Wind almost 40% of exported power; cost of surplus export $437 million in just 3 months
The first quarter of the current year indicates Ontario is exporting record quantities of surplus electricity.
It appears to be part of the Liberal government plan as this excerpt from Finance Minister Sousa’s budget “Building Ontario Up” claims:  “Through our four-part economic plan, we are supporting greater investment in productivity and innovation, providing a renewed focus on international exports, encouraging the transition to a low-carbon economy and creating more jobs for Ontarians.”
It would be better if our surplus electricity was exported profitably, instead of a cost to ratepayers, but alas, that is not the way the Liberal Energy Ministers past and present have structured the portfolio.
The first quarter of the current year saw Ontario export a record 6.65 TWh (terawatts) — that’s enough to power 690,000 average households for a full year.

Export costs up 75% in first quarter

The 6.65 TWh sold to our neighbours was up 75% from 3.81 TWh in 2014’s first quarter. We sold that surplus at prices well below what we received.  Exports represented 17.5 % of Ontario’s demand in 2015 versus 10% in the same period in 2014. Wind (generated and curtailed) in 2014 was 2.05 TWh and 53.7% of Ontario’s exports; in 2015, wind grew to 2.61 TWh and was 39.2 % of our exports.
The concept of exporting is one that economists encourage; however, they expect it will be profitable, create jobs, and not burden the rest of the economy though subsidization.  Subsidizing exports is often referred to as “dumping” and frequently challenged under the WTO (World Trade Organization) rules.

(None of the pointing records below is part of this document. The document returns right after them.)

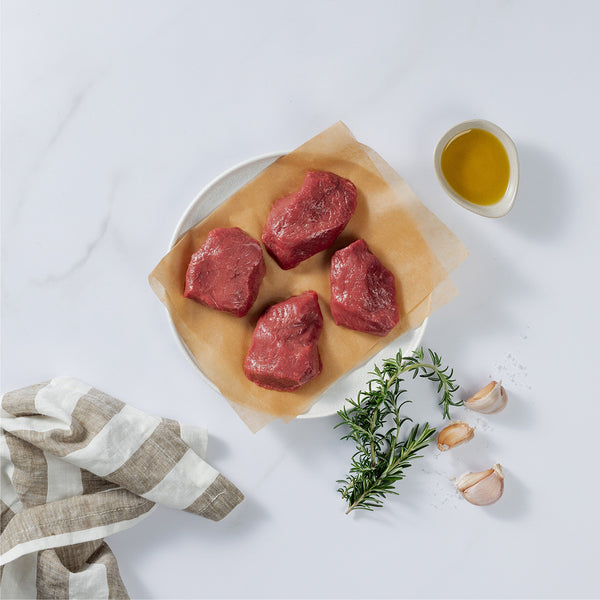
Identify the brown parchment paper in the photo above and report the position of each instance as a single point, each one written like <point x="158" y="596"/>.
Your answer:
<point x="407" y="238"/>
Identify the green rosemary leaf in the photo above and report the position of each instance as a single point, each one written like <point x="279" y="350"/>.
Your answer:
<point x="375" y="425"/>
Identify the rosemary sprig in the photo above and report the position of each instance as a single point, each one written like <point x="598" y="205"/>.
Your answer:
<point x="374" y="420"/>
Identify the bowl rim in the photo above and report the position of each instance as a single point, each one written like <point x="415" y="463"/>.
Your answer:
<point x="505" y="204"/>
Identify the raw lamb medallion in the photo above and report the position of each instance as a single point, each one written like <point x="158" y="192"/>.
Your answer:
<point x="226" y="272"/>
<point x="363" y="291"/>
<point x="283" y="354"/>
<point x="309" y="220"/>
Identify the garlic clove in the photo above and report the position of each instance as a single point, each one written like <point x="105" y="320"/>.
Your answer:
<point x="483" y="488"/>
<point x="454" y="434"/>
<point x="490" y="399"/>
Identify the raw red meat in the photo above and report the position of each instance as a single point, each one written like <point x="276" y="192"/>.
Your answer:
<point x="363" y="291"/>
<point x="310" y="219"/>
<point x="226" y="272"/>
<point x="283" y="354"/>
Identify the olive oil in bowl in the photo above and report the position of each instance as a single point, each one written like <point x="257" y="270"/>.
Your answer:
<point x="477" y="165"/>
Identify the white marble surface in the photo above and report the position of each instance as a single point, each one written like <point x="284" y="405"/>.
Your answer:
<point x="116" y="113"/>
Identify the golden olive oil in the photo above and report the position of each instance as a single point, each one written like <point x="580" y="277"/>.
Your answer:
<point x="475" y="165"/>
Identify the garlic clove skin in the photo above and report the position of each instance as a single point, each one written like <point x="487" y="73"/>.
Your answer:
<point x="488" y="400"/>
<point x="454" y="434"/>
<point x="483" y="488"/>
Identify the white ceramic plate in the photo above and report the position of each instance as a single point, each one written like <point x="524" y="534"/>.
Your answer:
<point x="212" y="196"/>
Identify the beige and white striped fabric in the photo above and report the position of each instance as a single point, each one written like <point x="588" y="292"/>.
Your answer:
<point x="78" y="465"/>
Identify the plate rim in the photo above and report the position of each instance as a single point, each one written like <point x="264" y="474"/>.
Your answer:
<point x="177" y="234"/>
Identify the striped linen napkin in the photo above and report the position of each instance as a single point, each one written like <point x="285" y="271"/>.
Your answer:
<point x="79" y="465"/>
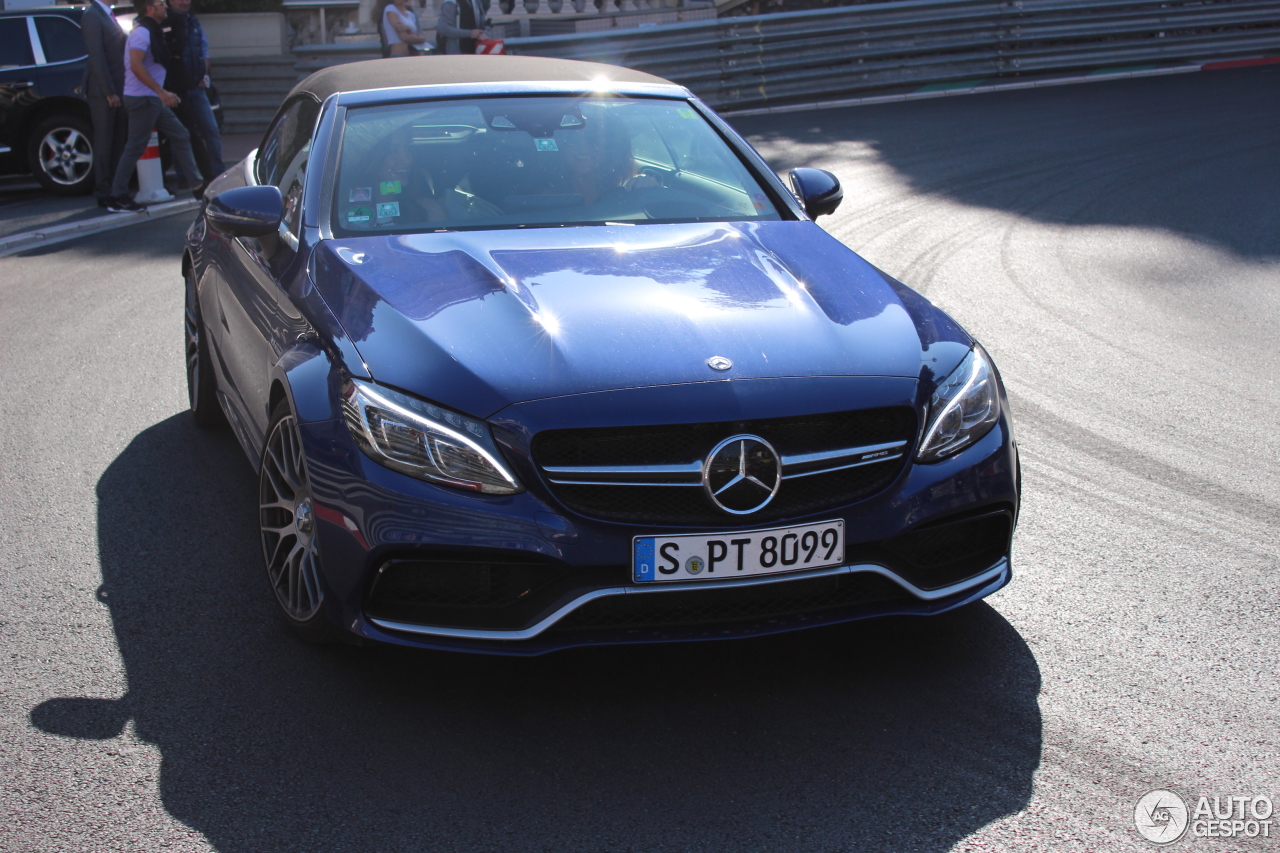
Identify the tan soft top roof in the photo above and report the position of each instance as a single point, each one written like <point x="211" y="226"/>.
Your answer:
<point x="428" y="71"/>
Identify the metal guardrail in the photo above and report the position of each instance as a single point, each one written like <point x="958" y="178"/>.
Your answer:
<point x="764" y="60"/>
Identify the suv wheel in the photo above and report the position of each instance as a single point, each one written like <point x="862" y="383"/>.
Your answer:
<point x="60" y="155"/>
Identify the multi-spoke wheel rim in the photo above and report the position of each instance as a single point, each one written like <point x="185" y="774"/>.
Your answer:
<point x="287" y="519"/>
<point x="65" y="155"/>
<point x="192" y="334"/>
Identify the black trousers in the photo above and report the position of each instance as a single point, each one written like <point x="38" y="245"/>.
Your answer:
<point x="190" y="121"/>
<point x="110" y="127"/>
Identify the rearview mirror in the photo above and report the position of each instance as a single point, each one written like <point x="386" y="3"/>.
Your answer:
<point x="818" y="191"/>
<point x="246" y="211"/>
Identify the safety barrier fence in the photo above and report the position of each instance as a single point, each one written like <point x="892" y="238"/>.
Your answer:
<point x="763" y="60"/>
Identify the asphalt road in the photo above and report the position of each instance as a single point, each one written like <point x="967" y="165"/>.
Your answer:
<point x="1116" y="247"/>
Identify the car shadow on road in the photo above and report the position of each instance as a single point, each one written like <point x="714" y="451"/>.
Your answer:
<point x="1189" y="154"/>
<point x="901" y="734"/>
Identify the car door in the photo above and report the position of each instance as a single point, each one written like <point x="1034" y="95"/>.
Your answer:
<point x="259" y="318"/>
<point x="18" y="89"/>
<point x="64" y="55"/>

Cost to ratepayers is shocking

Examining the cost to Ontario ratepayers for the 3.81 TWh exported in 2014 and the 6.65 TWh exported in 2015 using data from the Independent Electricity System Operator’s (IESO) “Market Summaries” is shocking.
The 2014 first Quarter exports cost (average of $102.6 million/TWh) ratepayers $391 million to produce and was sold via the HOEP (hourly Ontario electricity price) market at an average of $75.54 million/TWh. That cost Ontario’s ratepayers $103 million.  In 2015, the 6.65 TWh exported cost Ontario’s ratepayers $672 million (average cost of $101 million/TWh), and sold at an average of $35.4 million/TWh, costing Ontario ratepayers $437 million.
To put some context to the latter, the money lost exporting the 6.65 TWh  was equal to 6.6 cents per kilowatt hour.   The foregoing subsidy does not include other costs Ontario’s ratepayers pick up including: spilled hydro, steamed-off nuclear or payments to idling gas plants. The subsidies supporting exports is double what Energy Minister Bob Chiarelli suggests is needed to assist almost 600,000 “low-income” households to pay their hydro bills. Ontario’s ratepayers will start paying the latter January 1, 2015.
This analysis would not be complete without noting the cost of wind generation (two quarters) in 2014 was $252.7 million (average cost of $123.5 million per/TWh) and $322.5 million for 2015!
Perhaps our Finance Minister should “focus” on the harm to Ontario’s ratepayers instead of dumping our surplus electricity on our neighbours who are happy to take it and not raise the issue with the WTO.  If the first quarter of 2015 is indicative of the full year, ratepayers will pick up $1.8 billion in subsidies to supply our neighbours with cheap electricity, while Ontario’s citizens struggle.
©Parker Gallant,                                                                                                                                       April 28, 2015
The views expressed here are those of the author and do not necessarily represent Wind Concerns Ontario policy.

Chart courtesy Scott Luft of Cold Air Online
Chart courtesy Scott Luft of Cold Air Online

What's your reaction?


  • scepiticalofjustabouteverything
    Posted May 3, 2015 8:40 am 0Likes

    What I’d like to see tabulated is a bono fide list of industries who have packed up and moved south due to electrical rates. For example, the other day Toyota announced that they are moving the Corolla production out of Cambridge…. how big a role did electrical rates play into that decision? Unfortunately, companies often have some other reason that they state as to why they have moved but it stands to reason that electrical rates have to be a major reason. If the electorate understood that, it would make a big difference in their response to what the GEA has done to the province.